Variole du singe : une nouvelle IST endémique ?
- Fanny Le Brun
- Actualités Médicales
Depuis le 7 mai 2022, une épidémie de cas humains de variole du singe est constatée en Europe, en Amérique du Nord et en Australie.
Au 19 juillet, 1.453 cas confirmés ont été recensés en France. Cette zoonose est due au monkeypox virus (MPXV) qui appartient au genre des Orthopoxvirus, comme le virus de la variole humaine qui est éradiqué depuis 1980. Heureusement, la variole du singe est beaucoup moins grave que ne l’était la variole humaine. Elle évolue le plus souvent favorablement et peut être prévenue à 85% par l’immunité croisée induite par la vaccination antivariolique.
Des changements majeurs dans l’épidémiologie de cette zoonose ?
Le MPXV a été découvert chez des macaques en 1958 mais n’est pas un virus simien : son réservoir semble être partagé entre plusieurs espèces de rongeurs sauvages africains. Le premier cas humain a été décrit en 1970 chez un enfant en République démocratique du Congo, puis cette infection a émergé dans plusieurs régions d’Afrique centrale et occidentale. Avant l’épidémie actuelle, des cas avaient déjà été décrits hors d’Afrique, par exemple en 2003 dans le Midwest américain où 71 personnes ont été contaminées par des rongeurs autochtones, eux-mêmes contaminés dans une animalerie par des rats de Gambie importés du Ghana. Cependant, l’épidémie actuelle révèle des changements majeurs dans l’épidémiologie de cette zoonose tropicale :
- Les personnes contaminées ne reviennent pas d’un voyage en Afrique, à l’exception du premier cas au Royaume-Uni, qui revenait du Nigéria ;
- Les contaminations ne sont pas d’origine zoonotique mais liées à une transmission interhumaine ;
- Une forte prédominance masculine est observée, en majorité des Hommes ayant des relations Sexuelles avec des Hommes (HSH) et ayant des partenaires multiples ;
- La prévalence des localisations génitales et anales de l’éruption vésiculeuse est très élevée (78%).

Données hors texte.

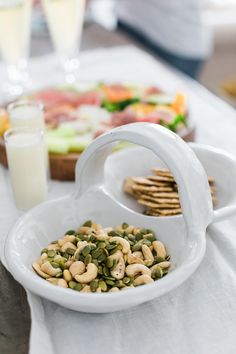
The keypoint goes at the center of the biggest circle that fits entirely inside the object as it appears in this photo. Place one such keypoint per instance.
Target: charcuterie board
(75, 116)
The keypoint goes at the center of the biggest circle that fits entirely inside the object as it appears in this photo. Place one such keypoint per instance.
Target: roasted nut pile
(96, 259)
(158, 193)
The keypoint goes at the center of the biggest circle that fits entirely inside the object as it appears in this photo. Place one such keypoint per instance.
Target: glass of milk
(15, 23)
(28, 114)
(65, 21)
(26, 161)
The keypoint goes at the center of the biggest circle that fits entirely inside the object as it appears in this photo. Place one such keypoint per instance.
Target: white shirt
(174, 25)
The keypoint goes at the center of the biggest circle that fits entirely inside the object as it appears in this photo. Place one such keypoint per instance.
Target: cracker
(150, 189)
(171, 195)
(165, 212)
(128, 184)
(154, 205)
(160, 200)
(161, 179)
(162, 172)
(142, 180)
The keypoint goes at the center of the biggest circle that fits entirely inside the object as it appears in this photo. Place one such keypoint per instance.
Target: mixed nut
(158, 193)
(96, 259)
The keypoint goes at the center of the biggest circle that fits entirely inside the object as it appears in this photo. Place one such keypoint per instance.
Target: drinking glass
(15, 18)
(65, 21)
(26, 161)
(28, 114)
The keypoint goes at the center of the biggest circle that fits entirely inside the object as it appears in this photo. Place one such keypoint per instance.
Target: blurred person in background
(172, 29)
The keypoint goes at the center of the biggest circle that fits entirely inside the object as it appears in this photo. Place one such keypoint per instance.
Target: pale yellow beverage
(30, 115)
(26, 114)
(14, 29)
(65, 21)
(26, 161)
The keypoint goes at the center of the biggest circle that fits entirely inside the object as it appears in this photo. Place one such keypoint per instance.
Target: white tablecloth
(200, 316)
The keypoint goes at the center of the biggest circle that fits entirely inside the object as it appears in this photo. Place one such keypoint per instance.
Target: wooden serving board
(62, 167)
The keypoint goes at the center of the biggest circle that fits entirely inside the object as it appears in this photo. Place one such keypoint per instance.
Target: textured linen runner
(199, 317)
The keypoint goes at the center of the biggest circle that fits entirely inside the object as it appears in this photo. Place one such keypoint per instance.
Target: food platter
(75, 115)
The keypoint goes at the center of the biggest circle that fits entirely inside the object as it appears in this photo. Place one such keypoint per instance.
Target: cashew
(113, 290)
(148, 256)
(164, 264)
(48, 269)
(132, 259)
(89, 275)
(107, 229)
(67, 275)
(60, 282)
(101, 236)
(77, 268)
(96, 227)
(119, 228)
(80, 247)
(86, 230)
(38, 270)
(129, 229)
(53, 246)
(138, 254)
(159, 248)
(67, 238)
(43, 257)
(119, 271)
(143, 279)
(136, 230)
(134, 269)
(124, 243)
(86, 289)
(68, 245)
(68, 263)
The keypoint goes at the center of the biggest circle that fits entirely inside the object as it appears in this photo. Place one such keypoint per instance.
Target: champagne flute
(65, 21)
(15, 20)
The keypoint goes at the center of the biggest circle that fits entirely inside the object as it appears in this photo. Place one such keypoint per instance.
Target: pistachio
(72, 284)
(86, 250)
(159, 248)
(51, 253)
(88, 223)
(93, 285)
(78, 287)
(103, 259)
(67, 275)
(102, 284)
(113, 290)
(70, 232)
(88, 259)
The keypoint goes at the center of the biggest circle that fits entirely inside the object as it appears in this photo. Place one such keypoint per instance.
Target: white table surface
(200, 316)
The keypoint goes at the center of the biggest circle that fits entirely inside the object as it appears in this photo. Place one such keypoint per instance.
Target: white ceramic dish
(94, 198)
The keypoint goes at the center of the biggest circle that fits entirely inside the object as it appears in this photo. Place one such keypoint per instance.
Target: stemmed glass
(15, 20)
(65, 21)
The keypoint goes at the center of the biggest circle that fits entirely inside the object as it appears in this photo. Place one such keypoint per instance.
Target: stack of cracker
(158, 193)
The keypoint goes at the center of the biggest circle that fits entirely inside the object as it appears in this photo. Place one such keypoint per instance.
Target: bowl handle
(195, 197)
(224, 213)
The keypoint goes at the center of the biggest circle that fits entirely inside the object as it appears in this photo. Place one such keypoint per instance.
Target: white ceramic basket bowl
(94, 199)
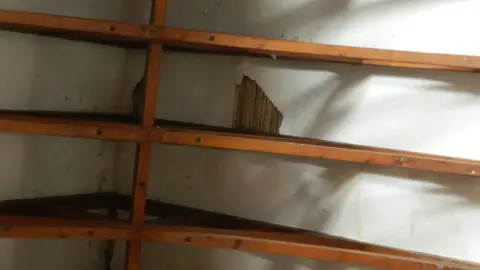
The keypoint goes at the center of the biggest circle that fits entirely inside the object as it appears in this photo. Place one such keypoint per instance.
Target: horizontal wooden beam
(28, 227)
(112, 31)
(77, 28)
(71, 128)
(315, 149)
(91, 126)
(255, 46)
(298, 246)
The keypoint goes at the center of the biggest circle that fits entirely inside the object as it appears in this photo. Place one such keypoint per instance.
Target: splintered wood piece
(254, 46)
(303, 246)
(315, 149)
(76, 27)
(19, 227)
(152, 72)
(71, 128)
(250, 109)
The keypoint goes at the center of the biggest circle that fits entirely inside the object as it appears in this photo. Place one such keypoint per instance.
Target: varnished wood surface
(77, 28)
(226, 43)
(223, 138)
(144, 149)
(296, 245)
(180, 225)
(316, 149)
(70, 128)
(28, 227)
(245, 237)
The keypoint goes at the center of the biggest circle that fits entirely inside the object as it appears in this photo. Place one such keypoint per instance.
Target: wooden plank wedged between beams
(310, 148)
(71, 27)
(27, 227)
(293, 245)
(255, 46)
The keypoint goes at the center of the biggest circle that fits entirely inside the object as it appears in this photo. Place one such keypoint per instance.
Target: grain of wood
(291, 244)
(317, 52)
(318, 149)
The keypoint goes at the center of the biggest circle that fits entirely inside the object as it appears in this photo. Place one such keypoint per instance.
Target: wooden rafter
(100, 126)
(295, 245)
(313, 149)
(70, 128)
(188, 226)
(181, 225)
(98, 30)
(28, 227)
(144, 149)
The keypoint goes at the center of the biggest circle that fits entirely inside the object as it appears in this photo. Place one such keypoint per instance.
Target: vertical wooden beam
(144, 149)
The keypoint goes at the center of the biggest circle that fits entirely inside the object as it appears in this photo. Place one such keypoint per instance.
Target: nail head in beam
(285, 244)
(71, 128)
(34, 22)
(23, 227)
(224, 43)
(317, 149)
(152, 74)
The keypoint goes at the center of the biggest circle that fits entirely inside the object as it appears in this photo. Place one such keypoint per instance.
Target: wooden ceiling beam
(101, 31)
(301, 246)
(28, 227)
(310, 148)
(77, 28)
(71, 128)
(277, 48)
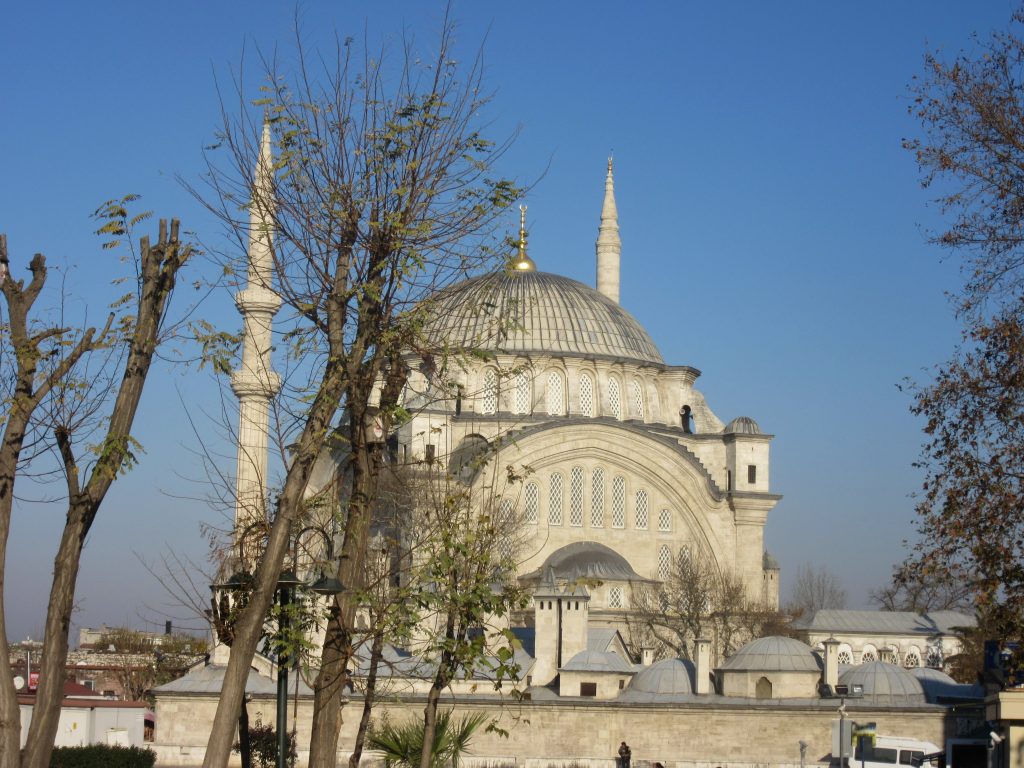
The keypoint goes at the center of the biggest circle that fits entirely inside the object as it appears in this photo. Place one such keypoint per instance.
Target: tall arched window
(531, 502)
(555, 392)
(641, 509)
(664, 561)
(665, 520)
(586, 395)
(614, 398)
(521, 388)
(576, 497)
(488, 395)
(638, 399)
(597, 499)
(619, 503)
(555, 500)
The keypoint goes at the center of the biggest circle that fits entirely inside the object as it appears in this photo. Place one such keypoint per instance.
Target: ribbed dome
(538, 312)
(670, 676)
(742, 425)
(885, 683)
(774, 654)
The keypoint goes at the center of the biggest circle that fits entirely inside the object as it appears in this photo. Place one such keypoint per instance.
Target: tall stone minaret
(608, 245)
(255, 383)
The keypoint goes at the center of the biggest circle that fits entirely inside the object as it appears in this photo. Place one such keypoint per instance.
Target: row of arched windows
(570, 506)
(620, 404)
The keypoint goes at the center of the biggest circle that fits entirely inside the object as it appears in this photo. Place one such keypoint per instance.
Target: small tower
(608, 245)
(547, 606)
(255, 383)
(574, 617)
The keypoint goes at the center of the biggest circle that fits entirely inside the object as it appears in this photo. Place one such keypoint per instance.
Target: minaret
(255, 383)
(608, 245)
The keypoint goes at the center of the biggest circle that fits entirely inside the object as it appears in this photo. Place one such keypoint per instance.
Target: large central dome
(538, 312)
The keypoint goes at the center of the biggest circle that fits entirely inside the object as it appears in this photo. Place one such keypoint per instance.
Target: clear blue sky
(772, 226)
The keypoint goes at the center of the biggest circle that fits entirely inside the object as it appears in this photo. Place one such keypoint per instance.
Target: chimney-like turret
(608, 245)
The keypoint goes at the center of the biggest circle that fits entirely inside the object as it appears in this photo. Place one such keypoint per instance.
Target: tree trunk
(368, 699)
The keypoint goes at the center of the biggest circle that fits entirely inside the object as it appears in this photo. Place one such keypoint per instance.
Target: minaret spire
(608, 245)
(254, 382)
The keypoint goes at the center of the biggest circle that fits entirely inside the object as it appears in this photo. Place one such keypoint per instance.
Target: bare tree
(57, 402)
(814, 589)
(379, 195)
(696, 601)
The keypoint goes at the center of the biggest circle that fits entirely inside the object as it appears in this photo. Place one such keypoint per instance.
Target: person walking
(625, 755)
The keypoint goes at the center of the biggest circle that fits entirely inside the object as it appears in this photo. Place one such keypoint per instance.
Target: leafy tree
(382, 192)
(972, 150)
(71, 387)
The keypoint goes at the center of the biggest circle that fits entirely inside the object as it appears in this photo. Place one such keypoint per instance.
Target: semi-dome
(538, 312)
(742, 425)
(668, 677)
(885, 683)
(584, 560)
(774, 654)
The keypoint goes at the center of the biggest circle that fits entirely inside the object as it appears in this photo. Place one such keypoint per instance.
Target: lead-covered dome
(538, 312)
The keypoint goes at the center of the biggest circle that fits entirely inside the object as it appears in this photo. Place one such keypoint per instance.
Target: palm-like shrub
(402, 743)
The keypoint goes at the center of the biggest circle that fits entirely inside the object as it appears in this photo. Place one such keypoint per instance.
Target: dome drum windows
(576, 497)
(619, 503)
(586, 395)
(597, 499)
(555, 394)
(641, 510)
(555, 501)
(531, 496)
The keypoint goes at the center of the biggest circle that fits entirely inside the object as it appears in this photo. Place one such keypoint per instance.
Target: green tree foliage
(972, 152)
(402, 743)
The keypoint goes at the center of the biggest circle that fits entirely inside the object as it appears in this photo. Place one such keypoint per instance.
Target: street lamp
(288, 583)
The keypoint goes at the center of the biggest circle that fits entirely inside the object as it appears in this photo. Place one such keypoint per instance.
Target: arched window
(576, 497)
(614, 597)
(619, 503)
(506, 512)
(531, 498)
(638, 399)
(555, 392)
(664, 562)
(521, 389)
(586, 395)
(597, 499)
(665, 520)
(614, 398)
(641, 509)
(555, 500)
(488, 395)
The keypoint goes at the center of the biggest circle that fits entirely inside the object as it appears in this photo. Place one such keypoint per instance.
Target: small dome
(774, 654)
(667, 677)
(885, 683)
(742, 425)
(596, 660)
(538, 312)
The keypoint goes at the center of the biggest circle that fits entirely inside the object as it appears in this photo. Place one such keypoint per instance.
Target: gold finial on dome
(522, 262)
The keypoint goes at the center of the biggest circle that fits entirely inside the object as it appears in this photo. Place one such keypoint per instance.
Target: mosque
(628, 468)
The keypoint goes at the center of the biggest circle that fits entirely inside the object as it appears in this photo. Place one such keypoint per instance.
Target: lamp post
(288, 583)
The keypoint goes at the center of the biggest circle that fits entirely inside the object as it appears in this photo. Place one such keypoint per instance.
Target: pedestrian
(625, 755)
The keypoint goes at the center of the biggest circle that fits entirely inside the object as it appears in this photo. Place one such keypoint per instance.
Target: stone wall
(557, 733)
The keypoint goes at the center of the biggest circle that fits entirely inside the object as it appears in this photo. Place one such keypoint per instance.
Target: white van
(889, 751)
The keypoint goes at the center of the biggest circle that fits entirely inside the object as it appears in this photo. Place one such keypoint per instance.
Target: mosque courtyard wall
(542, 734)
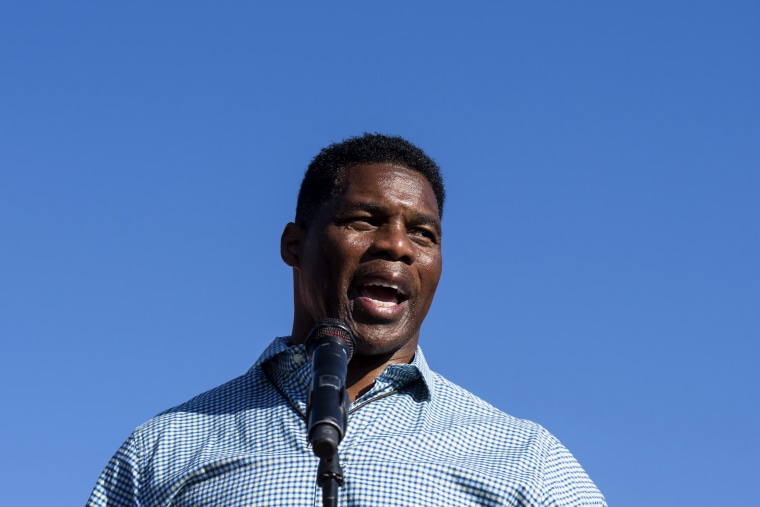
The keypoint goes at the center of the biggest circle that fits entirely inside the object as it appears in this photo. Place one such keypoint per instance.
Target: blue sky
(600, 238)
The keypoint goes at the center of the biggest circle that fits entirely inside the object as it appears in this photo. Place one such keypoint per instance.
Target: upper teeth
(389, 285)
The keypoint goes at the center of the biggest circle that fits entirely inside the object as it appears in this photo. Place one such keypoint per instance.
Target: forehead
(386, 183)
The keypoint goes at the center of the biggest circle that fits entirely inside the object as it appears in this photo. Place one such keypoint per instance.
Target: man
(366, 249)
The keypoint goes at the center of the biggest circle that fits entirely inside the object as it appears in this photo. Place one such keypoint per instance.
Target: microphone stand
(329, 478)
(330, 345)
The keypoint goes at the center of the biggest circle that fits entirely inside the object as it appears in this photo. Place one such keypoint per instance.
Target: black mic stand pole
(329, 478)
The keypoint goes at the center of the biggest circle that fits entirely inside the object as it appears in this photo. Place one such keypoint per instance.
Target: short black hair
(321, 177)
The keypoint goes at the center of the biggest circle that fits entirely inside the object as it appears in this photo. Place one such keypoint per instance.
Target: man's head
(367, 245)
(322, 176)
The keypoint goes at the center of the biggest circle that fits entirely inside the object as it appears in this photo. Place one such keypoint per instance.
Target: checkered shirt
(415, 439)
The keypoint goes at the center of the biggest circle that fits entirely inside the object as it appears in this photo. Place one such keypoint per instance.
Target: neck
(363, 370)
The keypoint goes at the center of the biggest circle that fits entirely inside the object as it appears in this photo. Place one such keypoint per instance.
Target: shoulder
(514, 445)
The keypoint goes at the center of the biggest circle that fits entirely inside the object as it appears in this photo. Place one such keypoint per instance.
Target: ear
(291, 242)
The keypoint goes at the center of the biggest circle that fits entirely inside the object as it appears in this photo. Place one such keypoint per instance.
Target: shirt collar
(288, 366)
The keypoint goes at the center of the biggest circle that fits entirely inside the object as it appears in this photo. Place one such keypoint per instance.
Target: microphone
(330, 345)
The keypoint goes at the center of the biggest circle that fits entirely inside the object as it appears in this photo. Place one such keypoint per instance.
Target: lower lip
(370, 306)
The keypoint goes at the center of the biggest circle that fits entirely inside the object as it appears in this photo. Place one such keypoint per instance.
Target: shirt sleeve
(566, 483)
(118, 485)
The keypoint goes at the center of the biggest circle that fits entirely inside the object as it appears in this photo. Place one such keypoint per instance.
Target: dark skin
(371, 258)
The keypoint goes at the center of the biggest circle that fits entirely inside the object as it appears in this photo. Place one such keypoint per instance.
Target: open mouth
(383, 294)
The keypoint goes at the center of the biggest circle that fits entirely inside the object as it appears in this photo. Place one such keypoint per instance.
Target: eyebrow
(379, 208)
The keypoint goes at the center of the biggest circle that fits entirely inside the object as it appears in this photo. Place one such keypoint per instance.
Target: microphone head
(331, 327)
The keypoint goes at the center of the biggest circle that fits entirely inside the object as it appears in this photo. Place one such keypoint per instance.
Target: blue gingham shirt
(415, 439)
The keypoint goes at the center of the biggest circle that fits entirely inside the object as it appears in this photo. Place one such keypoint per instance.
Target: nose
(391, 241)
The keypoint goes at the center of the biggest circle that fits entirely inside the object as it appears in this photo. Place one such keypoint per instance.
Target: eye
(358, 223)
(423, 235)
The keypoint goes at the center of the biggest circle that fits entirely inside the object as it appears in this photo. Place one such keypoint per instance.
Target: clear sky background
(601, 237)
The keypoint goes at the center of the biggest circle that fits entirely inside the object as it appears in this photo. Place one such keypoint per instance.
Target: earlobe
(290, 244)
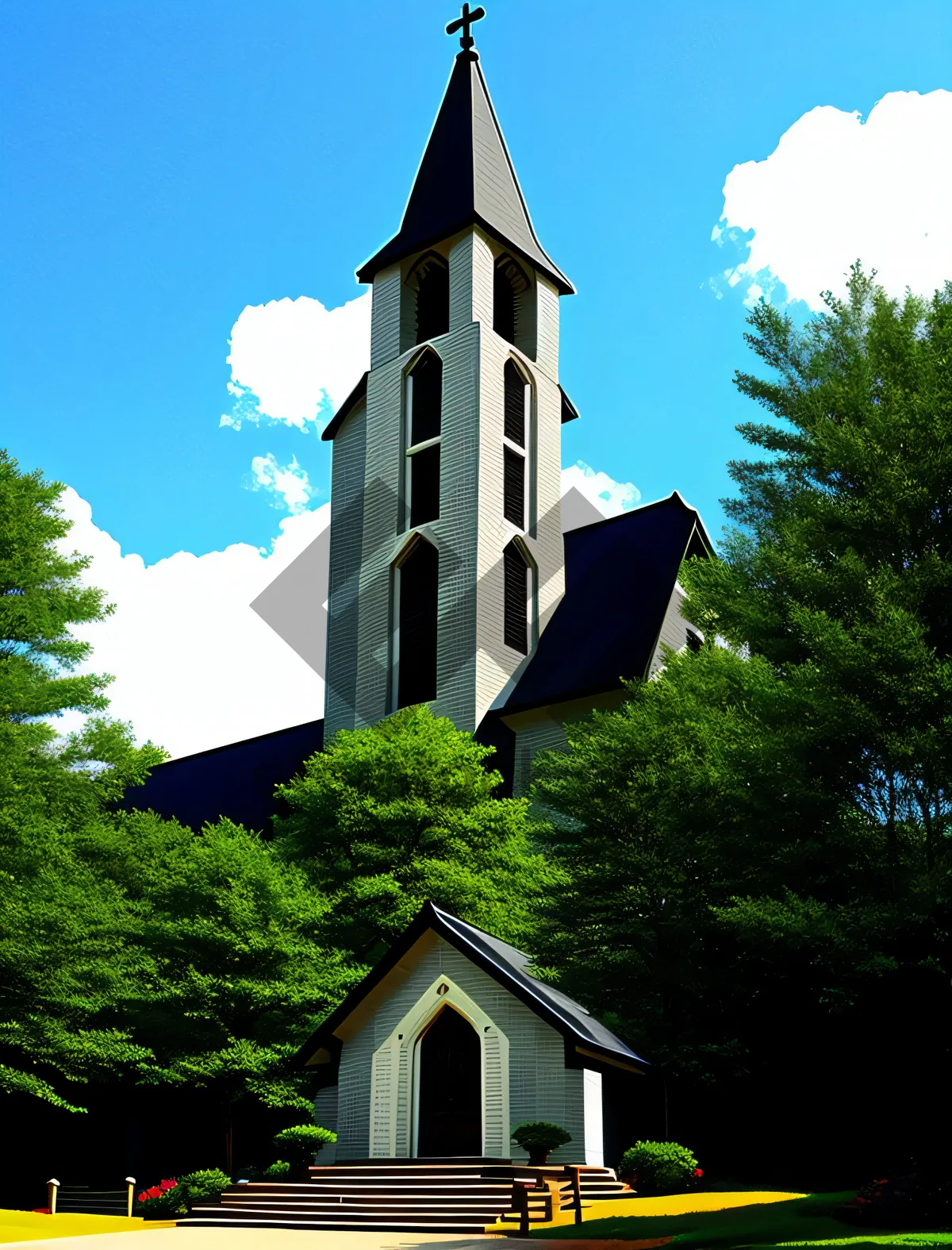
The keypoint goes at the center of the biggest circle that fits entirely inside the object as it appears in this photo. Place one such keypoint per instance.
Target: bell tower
(446, 547)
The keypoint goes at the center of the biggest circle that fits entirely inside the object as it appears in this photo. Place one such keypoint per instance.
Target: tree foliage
(389, 817)
(763, 830)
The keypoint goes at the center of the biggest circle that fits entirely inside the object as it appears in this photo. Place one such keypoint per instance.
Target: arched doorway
(450, 1089)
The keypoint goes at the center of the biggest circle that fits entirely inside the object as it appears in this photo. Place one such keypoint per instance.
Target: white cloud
(195, 665)
(611, 498)
(289, 482)
(837, 189)
(295, 360)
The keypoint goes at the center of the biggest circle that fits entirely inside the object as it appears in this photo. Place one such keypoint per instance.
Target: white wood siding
(540, 1087)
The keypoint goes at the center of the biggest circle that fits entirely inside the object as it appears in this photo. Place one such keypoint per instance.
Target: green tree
(389, 817)
(63, 963)
(234, 971)
(841, 554)
(762, 832)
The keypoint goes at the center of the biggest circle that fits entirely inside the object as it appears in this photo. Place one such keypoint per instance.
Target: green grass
(867, 1243)
(802, 1221)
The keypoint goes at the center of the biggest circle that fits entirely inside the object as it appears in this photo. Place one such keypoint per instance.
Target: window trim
(528, 452)
(520, 544)
(397, 564)
(409, 448)
(413, 283)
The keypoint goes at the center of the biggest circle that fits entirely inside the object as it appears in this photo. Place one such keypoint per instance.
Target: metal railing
(83, 1200)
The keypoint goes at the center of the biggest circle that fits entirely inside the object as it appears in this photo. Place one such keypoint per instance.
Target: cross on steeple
(464, 24)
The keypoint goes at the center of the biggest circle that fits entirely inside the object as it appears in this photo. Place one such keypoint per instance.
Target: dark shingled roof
(619, 579)
(506, 965)
(236, 780)
(466, 178)
(356, 397)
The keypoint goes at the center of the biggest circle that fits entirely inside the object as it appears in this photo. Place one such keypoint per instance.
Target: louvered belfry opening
(515, 575)
(509, 283)
(515, 429)
(515, 404)
(425, 385)
(419, 582)
(514, 488)
(432, 279)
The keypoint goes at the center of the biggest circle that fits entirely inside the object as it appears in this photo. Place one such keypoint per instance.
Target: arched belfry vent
(515, 578)
(515, 444)
(417, 580)
(430, 279)
(424, 408)
(509, 282)
(466, 178)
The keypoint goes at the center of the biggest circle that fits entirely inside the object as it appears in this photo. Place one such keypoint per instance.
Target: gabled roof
(504, 964)
(466, 178)
(236, 780)
(619, 579)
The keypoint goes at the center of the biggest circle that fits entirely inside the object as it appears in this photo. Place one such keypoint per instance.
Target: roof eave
(347, 408)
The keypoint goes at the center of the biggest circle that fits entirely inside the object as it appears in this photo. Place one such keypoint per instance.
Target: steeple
(446, 544)
(466, 178)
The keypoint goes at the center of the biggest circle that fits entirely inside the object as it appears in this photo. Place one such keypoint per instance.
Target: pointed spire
(466, 178)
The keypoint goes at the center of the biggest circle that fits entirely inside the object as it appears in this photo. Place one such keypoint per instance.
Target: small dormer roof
(466, 178)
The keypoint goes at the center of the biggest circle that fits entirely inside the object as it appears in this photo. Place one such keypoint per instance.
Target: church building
(447, 1043)
(459, 576)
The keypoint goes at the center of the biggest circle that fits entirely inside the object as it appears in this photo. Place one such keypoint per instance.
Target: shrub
(539, 1137)
(204, 1187)
(160, 1202)
(658, 1167)
(304, 1140)
(919, 1199)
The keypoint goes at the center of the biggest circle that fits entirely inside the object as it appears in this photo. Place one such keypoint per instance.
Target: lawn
(771, 1221)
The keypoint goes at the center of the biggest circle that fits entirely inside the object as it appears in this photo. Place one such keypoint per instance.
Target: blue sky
(167, 165)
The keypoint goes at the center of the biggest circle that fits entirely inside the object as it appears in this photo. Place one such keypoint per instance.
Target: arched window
(417, 578)
(516, 599)
(509, 282)
(424, 419)
(515, 444)
(430, 279)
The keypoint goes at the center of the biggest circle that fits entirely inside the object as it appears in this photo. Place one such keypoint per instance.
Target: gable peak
(466, 178)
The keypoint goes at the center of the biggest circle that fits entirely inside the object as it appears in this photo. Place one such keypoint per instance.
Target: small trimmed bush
(204, 1187)
(539, 1138)
(302, 1140)
(658, 1167)
(908, 1199)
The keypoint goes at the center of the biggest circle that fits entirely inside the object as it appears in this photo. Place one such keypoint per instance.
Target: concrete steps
(447, 1195)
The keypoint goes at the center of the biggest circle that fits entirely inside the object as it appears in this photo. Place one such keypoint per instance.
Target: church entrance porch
(449, 1080)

Une IST qui pourrait devenir endémique ?
La possibilité de transmission interhumaine du MPXV était connue comme pouvant se faire soit directement par contact avec des lésions cutanées ou muqueuses, des fluides corporels, des gouttelettes respiratoires, ou indirectement par l’intermédiaire d’objets contaminés. Cependant, jusqu’ici, la voie sexuelle n’avait pas été décrite parmi les modes de transmission interhumaine et les HSH n’étaient pas considérés comme une population à risque. Pourtant, on constate que tous les cas recensés aujourd’hui en France sont des adultes de sexe masculin (exceptés 6 adultes de sexe féminin et 2 enfants) et que 96% des cas pour lesquels l'orientation sexuelle est renseignée sont survenus chez des hommes ayant des relations sexuelles avec des hommes. L’Académie de médecine estime que « cette forme épidémique de variole du singe en fait une nouvelle IST, le virus ayant été isolé dans le sperme de patients ». Cette évolution pourrait être liée à la modification du virus qui semble s’être adapté à l’Homme, ce qui laisse craindre l’établissement de réservoirs humains et une évolution endémique de la maladie.
Quelles sont les recommandations de l’Académie de médecine ?
Face à cette situation, l’Académie nationale de médecine recommande de mettre en œuvre toutes les mesures disponibles permettant de contrôler la diffusion de la variole du singe, comme :
- Définir les populations à risque sans les stigmatiser ;
- Sensibiliser les professionnels de santé chargés du dépistage et du traitement des IST à la détection précoce des cas de variole du singe ;
- Informer le public sur les aspects cliniques et les modalités de transmission de cette infection ;
- Rappeler à tous les cas confirmés de s’isoler pendant 21 jours et de contribuer au traçage des personnes qu’elles ont pu contaminer ;
- Identifier les personnes contact autour de chaque cas et leur proposer une vaccination post-exposition, celle-ci étant d’autant plus efficace qu’elle est effectuée rapidement après l’exposition ;
- Promouvoir les mesures d’hygiène à adopter par les proches et les professionnels de santé auprès des cas suspects ou confirmés, afin d’éviter toute transmission directe ou indirecte ;
- Éviter le contact entre les cas et les animaux pendant la maladie jusqu’à la chute des croûtes ;
- Évaluer le rapport bénéfices / risques d’une vaccination pré-exposition des personnes à risque.